I think it’s fair to say that his was a life of great achievement.
Technical aside: The current picture is not of the Apollo 11 mission.
> It is doubly sad that America’s manned space program is also dead.
This will probably make me feel old:
The last Apollo flight was in December 1972.
People less than 39 weren’t alive then.
And today – we can’t even launch a person into low Earth orbit.
He was a patriot to the end.
He made me so proud to be an Ohioan when I was 19 and still does. I’m sad.
He never liked the limelight.
Interestingly, besides the video of his first step, the only picture of Neil on the moon is his reflection in Buzz’s helmet, since he had the Hasselblad mounted on his suit.
RIP Neil
I was a 22 year old kid in the Navy that day in 1969, thinking I knew it all — I didn’t! I watched the event on a 6″ TV set plugged into the cigarette lighter of my car! Thank you Neil Armstrong for helping bring the technology from there to now! I share your name as my middle. Godspeed Neil Armstrong!

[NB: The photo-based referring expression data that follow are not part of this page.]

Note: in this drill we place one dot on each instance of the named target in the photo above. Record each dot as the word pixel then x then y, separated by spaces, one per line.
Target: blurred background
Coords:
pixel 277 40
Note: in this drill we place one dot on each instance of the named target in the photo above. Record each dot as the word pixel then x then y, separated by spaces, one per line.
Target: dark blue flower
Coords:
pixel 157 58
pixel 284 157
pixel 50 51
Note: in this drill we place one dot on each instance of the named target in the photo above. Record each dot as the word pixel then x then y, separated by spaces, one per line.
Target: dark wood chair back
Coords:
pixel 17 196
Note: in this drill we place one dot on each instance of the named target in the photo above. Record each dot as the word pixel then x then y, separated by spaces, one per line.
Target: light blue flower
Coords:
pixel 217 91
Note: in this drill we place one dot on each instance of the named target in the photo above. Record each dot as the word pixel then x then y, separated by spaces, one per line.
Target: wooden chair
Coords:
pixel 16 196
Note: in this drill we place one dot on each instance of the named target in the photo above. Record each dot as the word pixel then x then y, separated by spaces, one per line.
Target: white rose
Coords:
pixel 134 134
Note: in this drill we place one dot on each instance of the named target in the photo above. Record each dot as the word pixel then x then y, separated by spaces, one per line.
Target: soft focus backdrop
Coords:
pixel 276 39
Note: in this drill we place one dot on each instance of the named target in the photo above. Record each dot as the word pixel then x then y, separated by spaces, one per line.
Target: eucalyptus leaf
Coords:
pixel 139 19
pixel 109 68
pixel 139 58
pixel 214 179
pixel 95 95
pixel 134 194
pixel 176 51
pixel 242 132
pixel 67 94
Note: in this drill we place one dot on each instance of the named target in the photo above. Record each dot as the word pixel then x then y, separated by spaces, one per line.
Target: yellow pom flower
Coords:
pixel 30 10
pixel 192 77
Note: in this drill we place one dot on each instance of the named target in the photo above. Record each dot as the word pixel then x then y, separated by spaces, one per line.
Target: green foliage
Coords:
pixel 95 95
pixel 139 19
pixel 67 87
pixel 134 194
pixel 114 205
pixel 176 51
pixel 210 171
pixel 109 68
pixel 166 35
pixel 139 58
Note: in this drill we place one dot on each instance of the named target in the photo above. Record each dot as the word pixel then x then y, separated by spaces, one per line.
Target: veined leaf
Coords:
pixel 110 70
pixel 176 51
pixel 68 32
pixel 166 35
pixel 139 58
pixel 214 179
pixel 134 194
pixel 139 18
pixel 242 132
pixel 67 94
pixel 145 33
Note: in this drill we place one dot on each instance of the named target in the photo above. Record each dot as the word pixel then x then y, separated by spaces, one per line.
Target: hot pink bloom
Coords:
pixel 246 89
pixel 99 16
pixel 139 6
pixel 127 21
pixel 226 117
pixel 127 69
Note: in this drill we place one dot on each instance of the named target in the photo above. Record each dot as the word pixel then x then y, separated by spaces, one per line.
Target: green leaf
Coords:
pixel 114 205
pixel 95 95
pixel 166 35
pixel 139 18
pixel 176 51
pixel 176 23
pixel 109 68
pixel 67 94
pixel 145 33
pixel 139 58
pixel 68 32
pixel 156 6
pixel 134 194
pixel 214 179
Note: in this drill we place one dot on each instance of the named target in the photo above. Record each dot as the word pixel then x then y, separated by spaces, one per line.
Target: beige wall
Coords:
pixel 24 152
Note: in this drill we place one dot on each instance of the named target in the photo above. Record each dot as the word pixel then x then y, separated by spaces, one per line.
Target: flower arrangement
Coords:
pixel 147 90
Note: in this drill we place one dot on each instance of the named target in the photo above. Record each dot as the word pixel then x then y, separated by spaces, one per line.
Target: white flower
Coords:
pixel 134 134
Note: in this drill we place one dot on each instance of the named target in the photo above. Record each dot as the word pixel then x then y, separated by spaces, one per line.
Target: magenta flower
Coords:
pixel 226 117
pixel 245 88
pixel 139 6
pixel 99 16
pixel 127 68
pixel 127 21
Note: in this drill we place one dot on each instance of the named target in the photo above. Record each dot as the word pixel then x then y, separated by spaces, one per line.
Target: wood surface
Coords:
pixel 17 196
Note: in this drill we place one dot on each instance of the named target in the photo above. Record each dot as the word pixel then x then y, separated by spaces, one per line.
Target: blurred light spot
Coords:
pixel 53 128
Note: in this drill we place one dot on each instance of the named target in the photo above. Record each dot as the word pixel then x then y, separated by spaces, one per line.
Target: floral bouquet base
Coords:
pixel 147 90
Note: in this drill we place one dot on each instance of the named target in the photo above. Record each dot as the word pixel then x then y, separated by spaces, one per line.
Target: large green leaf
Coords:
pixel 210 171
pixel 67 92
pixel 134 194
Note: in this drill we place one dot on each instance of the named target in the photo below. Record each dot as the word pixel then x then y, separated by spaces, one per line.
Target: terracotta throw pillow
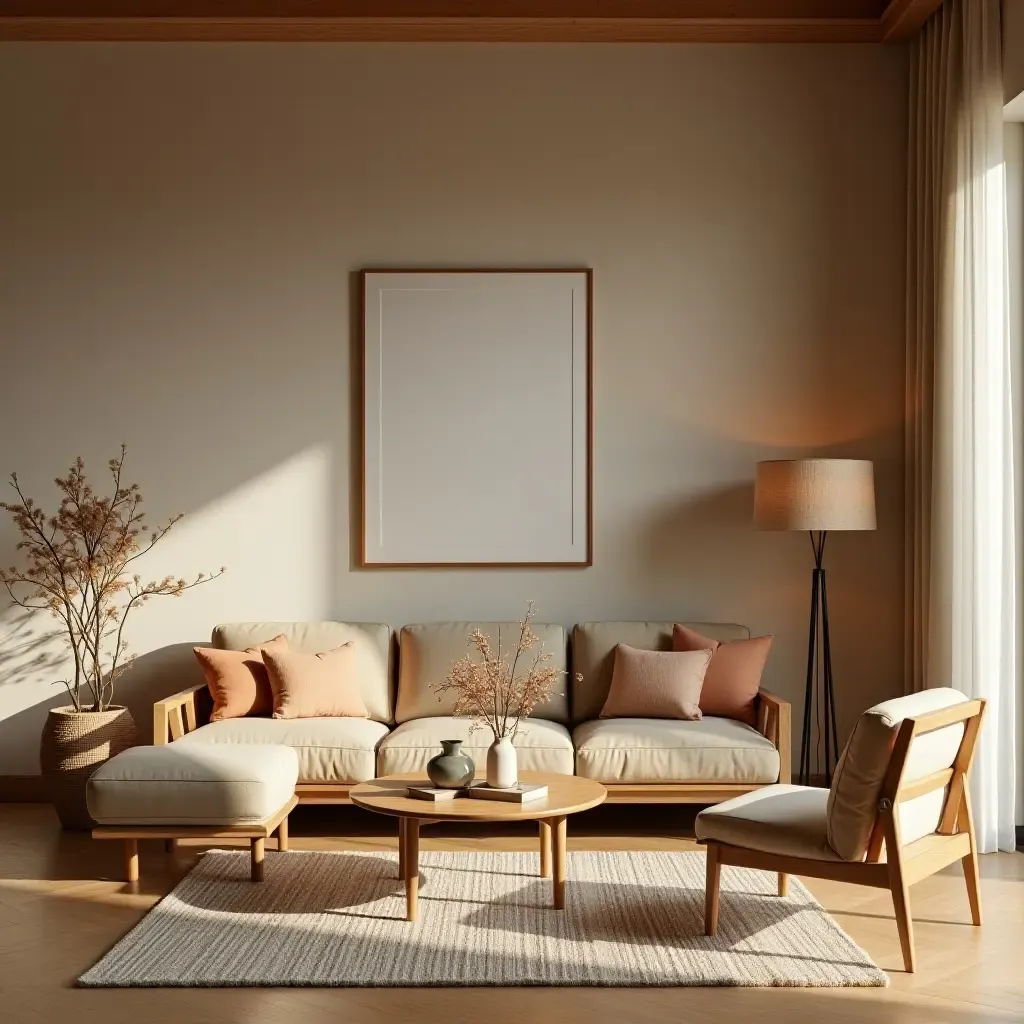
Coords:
pixel 733 677
pixel 238 679
pixel 655 684
pixel 315 685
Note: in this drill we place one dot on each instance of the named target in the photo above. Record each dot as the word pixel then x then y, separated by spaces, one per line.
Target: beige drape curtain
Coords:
pixel 960 503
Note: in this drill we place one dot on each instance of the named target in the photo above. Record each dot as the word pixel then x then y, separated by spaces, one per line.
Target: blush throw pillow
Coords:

RIP , the coolest astronaut ever, and the acme of a more heroic age.
Remind us of what we so recently were, and shame us for what we have now become.
Possibly the most famous person to ever have lived – and probably one of the most missed at this time – RIP.
So many great people seem to be dying these days. The loss of the manned space program is an exclamation point on Neil Armstrong’s death.
I, too, am old enough to say, “I was there”, if only in watching him on TV after my school exams. Another mournful milestone. His family can be justly proud. R.I.P., Neil, you were a brave man.
Well, what can I say – as an Armstrong myself (no relation), for the last 40+ years, he has been affectionately referred to as my ‘Uncle Neil’ as a mark of respect. He also visited the Armstrong Clan Trust some 20 odd years ago at Bamburgh Castle and met my grandparents (both now deceased). They spoke very highly of him but noted he was quite meek and reserved.
Still, a jolly good innings methinks, and a darned fine legacy for mankind!
RIP Niel Armstrong…….
He and Armstrong had only been on the lunar surface for a few minutes when Aldrin made the following public statement: “This is the LM pilot. I’d like to take this opportunity to ask every person listening in, whoever and wherever they may be, to pause for a moment and contemplate the events of the past few hours and to give thanks in his or her own way.” He then ended radio communication and there, on the silent surface of the moon, 250,000 miles from home, he read a verse from the Gospel of John, and he took communion. Here is his own account of what happened:
“In the radio blackout, I opened the little plastic packages which contained the bread and the wine. I poured the wine into the chalice our church had given me. In the one-sixth gravity of the moon, the wine slowly curled and gracefully came up the side of the cup.”
http://www.snopes.com/glurge/communion.asp
Very sorry to learn of the passing of Neil Armstrong. He was a childhood hero of mine.
“…next time you walk outside on a clear night and see the moon smiling down at you, think of Neil Armstrong and give him a wink.”
On what basis do you say that the U.S. manned space program is “dead”? We have astronauts aboard the station right now, and within three years or so, we’ll have multiple private American spaceflight providers. The next decade will be the most exciting for human spaceflight since the sixties.
Rand, we have no lifting capability for manned space flight at this time. I didn’t say it was permanently dead, but for for all intents and purposes, a U.S. manned space launch capability does not exist right now. All of the MSP launch hardware and much of the staff has been retired.
See you friend, on the dark side of the moon. GK
A different kind of NASA. A different kind of man.